Now you know what it’s not… on to what it IS…
The problem has to do with the driver and it’s (lack of) OpenGL performance. This is 100% a driver issue. The 200m handles most directx games just fine. But it has very VERY piss poor OpenGL performance. There are several OpenGL games besides the KOTOR series that run at the same 1-3fps. Adobe After Effects is unusable with this card when you use the OpenGL interface… so are many other gfx related apps as well. This chip cimply chokes hard on anything that uses OpenGL. Unfortunately, the Omega drivers do not address OpenGL related issues on the 200m so the ONLY way this gets fixed is if ATI fixes this issue by fixing the drivers to properly support OpenGL on these chips…. …However, ATI does not officially support this gfx chip on their website. The newest Catalyst drivers do not support the 200m, nor do the IGP drivers support this either. The offical word from ATI is to contact the system manufacturer for updated drivers… which in my case the last update was 12/2005… which puts me somewhere near S-O-L. As most people who buy laptops know, manufacturers sunset their products so fast driver updates are rarely available other than the ones that were originally available with the system. It puzzles me to think that ATI has effectively turned their back on this chip. Brand new laptops (I saw an ad for a new Asus brand with a Turion64 X2 due out very soon) are being built with these chips. There are a lot of these chips out on the market, and more are being sold everyday… but yet ATI refuses to support it.

To that I say WTF… it makes no sense. 

So there you have it. Driver issue + No driver support through ATI = we be f***d  

There are a few alternatives though. You could attempt to find newer drivers for this chip through various manufacturer’s websites. Asus, MSI… more or less any manufacturer that uses A64/200m combinations.
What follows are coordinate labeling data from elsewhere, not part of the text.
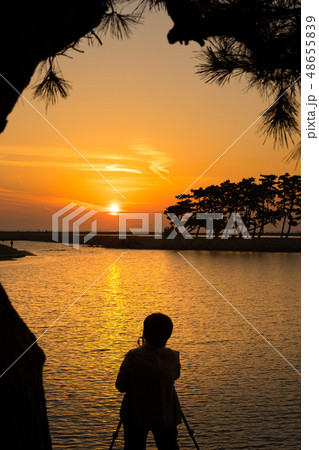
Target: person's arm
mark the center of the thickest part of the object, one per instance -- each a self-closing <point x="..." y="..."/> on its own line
<point x="122" y="380"/>
<point x="178" y="368"/>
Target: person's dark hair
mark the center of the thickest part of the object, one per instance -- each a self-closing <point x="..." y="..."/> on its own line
<point x="157" y="329"/>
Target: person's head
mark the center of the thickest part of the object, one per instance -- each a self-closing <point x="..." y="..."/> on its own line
<point x="157" y="329"/>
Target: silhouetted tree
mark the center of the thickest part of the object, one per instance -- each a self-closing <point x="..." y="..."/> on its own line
<point x="257" y="38"/>
<point x="289" y="201"/>
<point x="258" y="204"/>
<point x="266" y="212"/>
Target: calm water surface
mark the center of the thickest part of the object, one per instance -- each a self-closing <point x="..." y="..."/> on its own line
<point x="235" y="390"/>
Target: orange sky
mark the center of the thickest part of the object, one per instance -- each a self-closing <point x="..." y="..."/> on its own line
<point x="143" y="118"/>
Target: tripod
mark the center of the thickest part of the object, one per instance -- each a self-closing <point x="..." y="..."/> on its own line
<point x="190" y="432"/>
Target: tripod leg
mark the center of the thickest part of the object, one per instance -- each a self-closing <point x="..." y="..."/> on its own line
<point x="115" y="434"/>
<point x="190" y="431"/>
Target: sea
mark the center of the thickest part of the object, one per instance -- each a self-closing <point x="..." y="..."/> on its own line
<point x="236" y="325"/>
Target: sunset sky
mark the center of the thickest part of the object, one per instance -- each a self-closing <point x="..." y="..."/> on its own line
<point x="139" y="114"/>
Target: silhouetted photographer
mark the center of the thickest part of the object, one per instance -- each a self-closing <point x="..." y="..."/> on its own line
<point x="147" y="377"/>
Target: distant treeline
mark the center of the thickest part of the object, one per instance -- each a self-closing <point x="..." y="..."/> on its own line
<point x="271" y="200"/>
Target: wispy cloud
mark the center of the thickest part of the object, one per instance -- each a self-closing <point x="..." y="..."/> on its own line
<point x="117" y="168"/>
<point x="157" y="161"/>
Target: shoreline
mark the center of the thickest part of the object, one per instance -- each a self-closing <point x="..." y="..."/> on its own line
<point x="105" y="240"/>
<point x="7" y="253"/>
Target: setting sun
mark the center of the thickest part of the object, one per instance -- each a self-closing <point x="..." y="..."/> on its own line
<point x="114" y="208"/>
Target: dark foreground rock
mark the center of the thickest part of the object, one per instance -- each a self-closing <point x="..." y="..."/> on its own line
<point x="23" y="417"/>
<point x="7" y="252"/>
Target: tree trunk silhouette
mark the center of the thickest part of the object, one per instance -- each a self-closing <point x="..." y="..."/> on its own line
<point x="23" y="417"/>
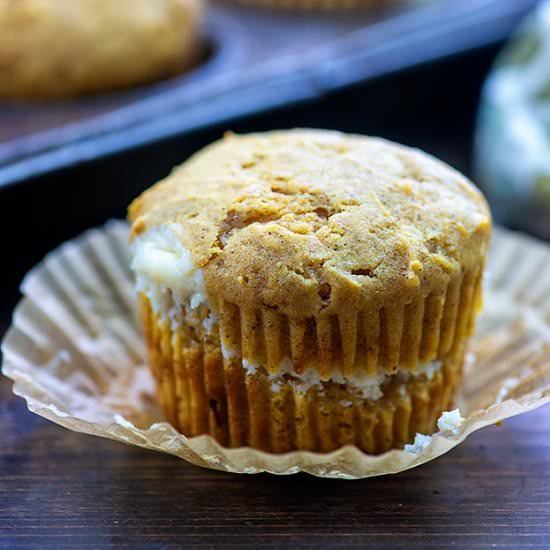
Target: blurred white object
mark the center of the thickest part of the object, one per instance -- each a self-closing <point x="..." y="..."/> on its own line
<point x="512" y="148"/>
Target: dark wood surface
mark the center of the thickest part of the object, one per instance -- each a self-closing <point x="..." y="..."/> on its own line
<point x="60" y="489"/>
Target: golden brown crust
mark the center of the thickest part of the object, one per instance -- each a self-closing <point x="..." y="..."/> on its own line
<point x="60" y="48"/>
<point x="202" y="392"/>
<point x="315" y="223"/>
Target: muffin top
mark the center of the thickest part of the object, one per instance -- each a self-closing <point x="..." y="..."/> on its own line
<point x="309" y="221"/>
<point x="63" y="48"/>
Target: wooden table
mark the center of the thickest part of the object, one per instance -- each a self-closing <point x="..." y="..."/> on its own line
<point x="60" y="489"/>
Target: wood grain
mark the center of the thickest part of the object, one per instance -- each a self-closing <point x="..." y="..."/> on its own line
<point x="60" y="489"/>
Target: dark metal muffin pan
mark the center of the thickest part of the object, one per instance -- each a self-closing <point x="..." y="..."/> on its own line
<point x="256" y="60"/>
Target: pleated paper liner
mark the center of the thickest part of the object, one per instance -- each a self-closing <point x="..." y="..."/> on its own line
<point x="203" y="392"/>
<point x="316" y="5"/>
<point x="76" y="355"/>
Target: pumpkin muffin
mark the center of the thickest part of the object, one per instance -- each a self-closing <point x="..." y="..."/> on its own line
<point x="63" y="48"/>
<point x="308" y="289"/>
<point x="317" y="5"/>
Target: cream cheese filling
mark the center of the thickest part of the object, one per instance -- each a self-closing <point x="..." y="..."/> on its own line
<point x="165" y="273"/>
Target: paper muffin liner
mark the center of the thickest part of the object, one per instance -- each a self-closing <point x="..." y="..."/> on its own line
<point x="202" y="391"/>
<point x="77" y="357"/>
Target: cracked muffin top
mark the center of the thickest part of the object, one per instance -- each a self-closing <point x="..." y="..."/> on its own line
<point x="307" y="222"/>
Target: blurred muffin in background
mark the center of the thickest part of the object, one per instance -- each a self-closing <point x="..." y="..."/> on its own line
<point x="325" y="5"/>
<point x="512" y="153"/>
<point x="64" y="48"/>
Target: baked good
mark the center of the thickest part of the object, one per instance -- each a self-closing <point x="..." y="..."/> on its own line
<point x="62" y="48"/>
<point x="308" y="289"/>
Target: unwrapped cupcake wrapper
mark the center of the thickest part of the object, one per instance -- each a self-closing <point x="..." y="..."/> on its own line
<point x="76" y="355"/>
<point x="201" y="392"/>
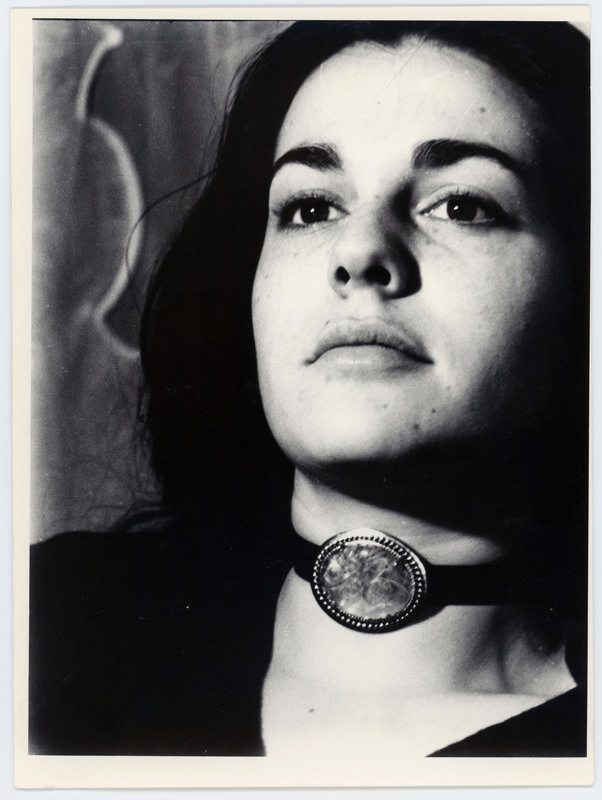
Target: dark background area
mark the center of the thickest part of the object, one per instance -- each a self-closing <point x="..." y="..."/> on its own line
<point x="125" y="114"/>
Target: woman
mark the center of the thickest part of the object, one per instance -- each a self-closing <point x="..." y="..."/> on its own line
<point x="398" y="221"/>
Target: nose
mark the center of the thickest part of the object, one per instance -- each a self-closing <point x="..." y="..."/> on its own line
<point x="371" y="253"/>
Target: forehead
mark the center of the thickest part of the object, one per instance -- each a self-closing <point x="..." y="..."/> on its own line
<point x="372" y="94"/>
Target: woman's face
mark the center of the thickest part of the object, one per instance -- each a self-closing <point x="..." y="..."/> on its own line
<point x="411" y="289"/>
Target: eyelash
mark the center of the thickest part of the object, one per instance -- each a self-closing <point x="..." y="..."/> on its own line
<point x="285" y="211"/>
<point x="494" y="214"/>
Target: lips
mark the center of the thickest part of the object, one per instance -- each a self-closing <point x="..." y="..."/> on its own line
<point x="348" y="334"/>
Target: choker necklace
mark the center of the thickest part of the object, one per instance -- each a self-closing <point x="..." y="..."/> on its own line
<point x="371" y="581"/>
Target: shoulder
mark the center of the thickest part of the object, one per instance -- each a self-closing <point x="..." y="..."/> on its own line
<point x="555" y="729"/>
<point x="145" y="643"/>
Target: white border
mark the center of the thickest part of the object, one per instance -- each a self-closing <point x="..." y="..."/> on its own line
<point x="246" y="772"/>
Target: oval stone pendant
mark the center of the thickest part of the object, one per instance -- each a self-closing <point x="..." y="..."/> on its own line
<point x="368" y="580"/>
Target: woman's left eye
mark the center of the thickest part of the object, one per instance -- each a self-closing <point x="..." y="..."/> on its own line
<point x="466" y="209"/>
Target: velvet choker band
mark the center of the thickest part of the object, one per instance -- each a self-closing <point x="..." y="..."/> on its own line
<point x="372" y="582"/>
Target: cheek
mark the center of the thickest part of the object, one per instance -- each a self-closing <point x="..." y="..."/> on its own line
<point x="501" y="323"/>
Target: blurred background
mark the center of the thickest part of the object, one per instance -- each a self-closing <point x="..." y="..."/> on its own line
<point x="126" y="114"/>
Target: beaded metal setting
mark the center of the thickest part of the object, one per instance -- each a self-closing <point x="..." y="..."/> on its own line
<point x="368" y="581"/>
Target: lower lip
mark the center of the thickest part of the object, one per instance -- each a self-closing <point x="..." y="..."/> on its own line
<point x="369" y="357"/>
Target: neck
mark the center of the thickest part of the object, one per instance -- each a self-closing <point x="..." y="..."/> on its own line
<point x="319" y="511"/>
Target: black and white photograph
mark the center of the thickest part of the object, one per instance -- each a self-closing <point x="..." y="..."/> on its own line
<point x="309" y="396"/>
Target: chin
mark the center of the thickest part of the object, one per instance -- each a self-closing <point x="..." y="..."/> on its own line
<point x="347" y="440"/>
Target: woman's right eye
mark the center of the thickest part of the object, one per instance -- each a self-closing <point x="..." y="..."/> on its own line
<point x="306" y="211"/>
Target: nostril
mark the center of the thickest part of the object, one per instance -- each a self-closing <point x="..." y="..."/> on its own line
<point x="379" y="275"/>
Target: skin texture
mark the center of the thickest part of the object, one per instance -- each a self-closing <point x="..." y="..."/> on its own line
<point x="409" y="304"/>
<point x="477" y="298"/>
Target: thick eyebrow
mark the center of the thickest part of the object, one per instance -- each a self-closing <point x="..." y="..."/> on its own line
<point x="319" y="156"/>
<point x="438" y="153"/>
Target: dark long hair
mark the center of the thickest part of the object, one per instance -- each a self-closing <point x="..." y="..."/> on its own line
<point x="208" y="431"/>
<point x="212" y="449"/>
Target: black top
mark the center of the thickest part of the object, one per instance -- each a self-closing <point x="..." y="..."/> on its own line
<point x="144" y="644"/>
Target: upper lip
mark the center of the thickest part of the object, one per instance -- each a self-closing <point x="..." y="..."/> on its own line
<point x="355" y="332"/>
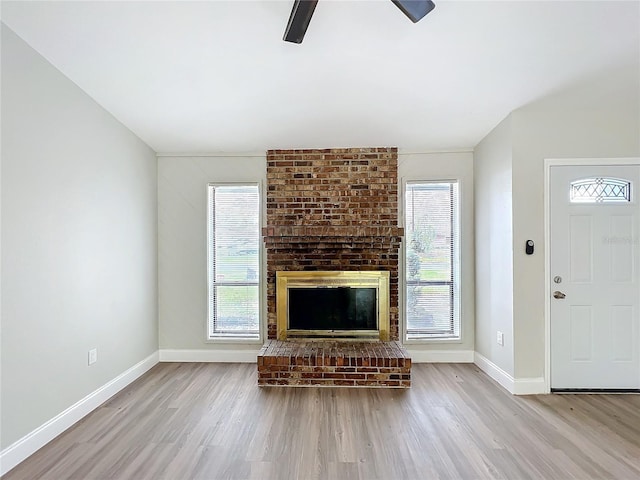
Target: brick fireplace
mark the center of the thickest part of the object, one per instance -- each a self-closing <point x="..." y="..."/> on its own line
<point x="333" y="210"/>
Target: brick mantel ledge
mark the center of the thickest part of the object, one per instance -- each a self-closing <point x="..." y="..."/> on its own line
<point x="331" y="231"/>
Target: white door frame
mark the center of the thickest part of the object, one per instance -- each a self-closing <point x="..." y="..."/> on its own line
<point x="548" y="163"/>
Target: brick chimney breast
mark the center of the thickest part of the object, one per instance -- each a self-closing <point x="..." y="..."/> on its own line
<point x="332" y="209"/>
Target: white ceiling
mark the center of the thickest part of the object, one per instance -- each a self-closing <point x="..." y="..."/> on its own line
<point x="216" y="76"/>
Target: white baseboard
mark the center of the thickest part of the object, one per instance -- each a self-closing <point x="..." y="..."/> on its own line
<point x="440" y="356"/>
<point x="530" y="386"/>
<point x="30" y="443"/>
<point x="218" y="356"/>
<point x="516" y="386"/>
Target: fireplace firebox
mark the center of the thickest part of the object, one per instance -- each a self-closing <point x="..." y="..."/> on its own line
<point x="332" y="304"/>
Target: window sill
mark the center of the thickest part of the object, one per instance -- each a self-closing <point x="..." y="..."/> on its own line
<point x="432" y="340"/>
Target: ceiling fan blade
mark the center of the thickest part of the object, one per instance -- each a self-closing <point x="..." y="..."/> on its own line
<point x="414" y="9"/>
<point x="299" y="20"/>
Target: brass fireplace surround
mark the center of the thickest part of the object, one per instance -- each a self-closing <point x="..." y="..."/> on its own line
<point x="333" y="279"/>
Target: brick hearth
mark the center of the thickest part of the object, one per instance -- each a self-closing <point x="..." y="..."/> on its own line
<point x="327" y="363"/>
<point x="333" y="209"/>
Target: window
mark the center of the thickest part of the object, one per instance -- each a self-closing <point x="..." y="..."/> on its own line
<point x="600" y="190"/>
<point x="233" y="261"/>
<point x="432" y="260"/>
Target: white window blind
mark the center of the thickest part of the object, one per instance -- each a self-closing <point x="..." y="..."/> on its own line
<point x="431" y="260"/>
<point x="233" y="258"/>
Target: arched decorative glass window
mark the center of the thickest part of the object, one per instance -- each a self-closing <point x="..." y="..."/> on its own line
<point x="600" y="190"/>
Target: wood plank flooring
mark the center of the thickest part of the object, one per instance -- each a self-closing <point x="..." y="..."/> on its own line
<point x="211" y="421"/>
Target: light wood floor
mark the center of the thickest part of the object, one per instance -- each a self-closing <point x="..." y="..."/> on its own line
<point x="211" y="421"/>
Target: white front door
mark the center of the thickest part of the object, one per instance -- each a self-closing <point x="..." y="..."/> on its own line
<point x="595" y="277"/>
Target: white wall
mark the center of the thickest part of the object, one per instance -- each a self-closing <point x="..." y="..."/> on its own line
<point x="599" y="117"/>
<point x="182" y="260"/>
<point x="493" y="246"/>
<point x="78" y="243"/>
<point x="447" y="166"/>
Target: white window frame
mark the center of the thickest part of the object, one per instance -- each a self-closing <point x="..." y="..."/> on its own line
<point x="456" y="336"/>
<point x="232" y="337"/>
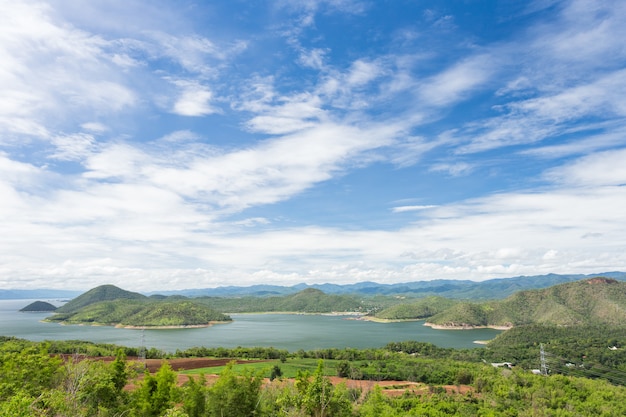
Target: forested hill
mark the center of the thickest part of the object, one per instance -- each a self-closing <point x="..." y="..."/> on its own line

You could get lucky… although so far I haven’t… but yet again I really haven’t looked too much. I have also heard rumors (although unconfirmed) that notebooks that use A64 chips (HPs especially) that run the performance crippled ddr333, notice a quite substancial improvement in gfx performance with the 200m by switching the memory to ddr400… if your notebook mobo supports it. Whether this would help with KOTOR or not… I do not know. I have some laptop parts on order (1gig ddr400 and a 7200rpm drive) and although I did not order these parts to fix this issue specifically… if it does help I will update this post.